The question then arises: is politics necessarily an adversarial, win/lose process that cannot help but result in polarization? To some extent, the answer is yes, because politics is a social problem-solving, group decision-making process that requires diverse constituencies to make choices between what are often mutually exclusive alternatives, and there is sometimes a fixed sum that needs to be divided and is not enough to support all the options.

But this answer is overly simplistic, as it focuses only on outputs and does not adequately take into account the ways that inclusive, consensus building, collaborative, mediative and interest-based processes are able to “expand the pie,” or produce a “positive no,” or generate new options by listening, assessing criteria, brainstorming creative alternatives, building consensus, soothing injured feelings, resolving underlying disputes and maximizing constructive outcomes.

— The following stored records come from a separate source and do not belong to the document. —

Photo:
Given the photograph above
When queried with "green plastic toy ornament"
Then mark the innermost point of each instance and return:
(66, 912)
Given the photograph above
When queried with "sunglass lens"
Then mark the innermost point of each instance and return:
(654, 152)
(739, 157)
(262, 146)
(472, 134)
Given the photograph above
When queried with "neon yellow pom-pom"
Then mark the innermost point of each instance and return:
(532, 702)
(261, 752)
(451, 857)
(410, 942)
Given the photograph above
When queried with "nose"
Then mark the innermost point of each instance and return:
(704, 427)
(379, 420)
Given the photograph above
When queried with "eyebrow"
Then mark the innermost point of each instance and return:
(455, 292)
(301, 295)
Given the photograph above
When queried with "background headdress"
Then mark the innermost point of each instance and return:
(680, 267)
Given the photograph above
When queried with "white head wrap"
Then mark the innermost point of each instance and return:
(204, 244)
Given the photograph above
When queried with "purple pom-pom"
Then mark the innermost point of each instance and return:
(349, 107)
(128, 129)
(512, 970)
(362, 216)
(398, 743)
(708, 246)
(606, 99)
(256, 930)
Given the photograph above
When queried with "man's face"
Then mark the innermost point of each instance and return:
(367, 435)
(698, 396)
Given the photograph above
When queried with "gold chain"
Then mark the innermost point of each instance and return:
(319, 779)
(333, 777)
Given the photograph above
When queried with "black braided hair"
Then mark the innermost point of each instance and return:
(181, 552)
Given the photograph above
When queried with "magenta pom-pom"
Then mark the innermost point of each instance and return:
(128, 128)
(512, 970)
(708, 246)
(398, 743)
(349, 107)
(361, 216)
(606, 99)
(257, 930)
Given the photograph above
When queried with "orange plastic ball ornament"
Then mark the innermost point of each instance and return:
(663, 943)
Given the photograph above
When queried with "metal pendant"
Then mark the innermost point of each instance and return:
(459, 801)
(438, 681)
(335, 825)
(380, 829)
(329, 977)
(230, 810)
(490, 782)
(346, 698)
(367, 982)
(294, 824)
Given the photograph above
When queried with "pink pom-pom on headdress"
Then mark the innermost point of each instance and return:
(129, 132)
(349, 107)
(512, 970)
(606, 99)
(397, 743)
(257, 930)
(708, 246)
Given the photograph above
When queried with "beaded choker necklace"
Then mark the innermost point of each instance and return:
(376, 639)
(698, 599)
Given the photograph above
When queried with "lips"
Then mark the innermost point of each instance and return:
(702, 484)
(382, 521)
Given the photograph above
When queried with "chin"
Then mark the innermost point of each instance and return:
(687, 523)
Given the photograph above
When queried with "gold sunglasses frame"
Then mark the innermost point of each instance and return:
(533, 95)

Effective political problem-solving and decision-making consists partly in using processes that avoid pointless personal insults and unnecessary demonizations, and redirect conflicts toward genuine differences in direction. These require us to recognize that there are three distinct sets of concerns that form the basis for political analyses, problem-solving, conflict resolution and decision-making:

  1. Content: The substance or content of the problem must be successfully identified, discussed, addressed and resolved.
  2. Process: The process of solving problems and making decisions must be inclusive, transparent, effective and fair.
  3. Relationship: The relationship between the people who are impacted by the problem, or trying to solve it, or make decisions about it, must be respectful, constructive, trusting and collaborative.

If the content of the problem is successfully addressed and the relationship is constructive, but the process is ineffective and unfair; or if the content and process are successful and effective, but the relationship is competitive, adversarial and untrusting, chronic conflicts will arise that can prevent even the best solutions from being implemented. Yet nearly all of our focus in solving political problems and making decisions is on the content, and comparatively little is devoted to improving either the processes or the relationships.

While these three are intricately interconnected, it is important to periodically set aside disagreements over content in order to focus our attention exclusively on improving processes and relationships. Doing so makes it possible to achieve content goals far more effectively in the long run by learning to act fairly, repair trust and work constructively, even when there are disagreements over content.

This is especially important in political conflicts, where nearly everyone is focused on substance, even to the point of being willing to sacrifice processes and relationships entirely, thereby allowing deeply desired ends to justify the use of undesirable means, without realizing that by using hostile, adversarial means we routinely produce hostile, adversarial ends. And it is precisely our willingness to achieve results at the expense of fairness in processes and trust in relationships that fuels most of our political conflicts and makes them intractable.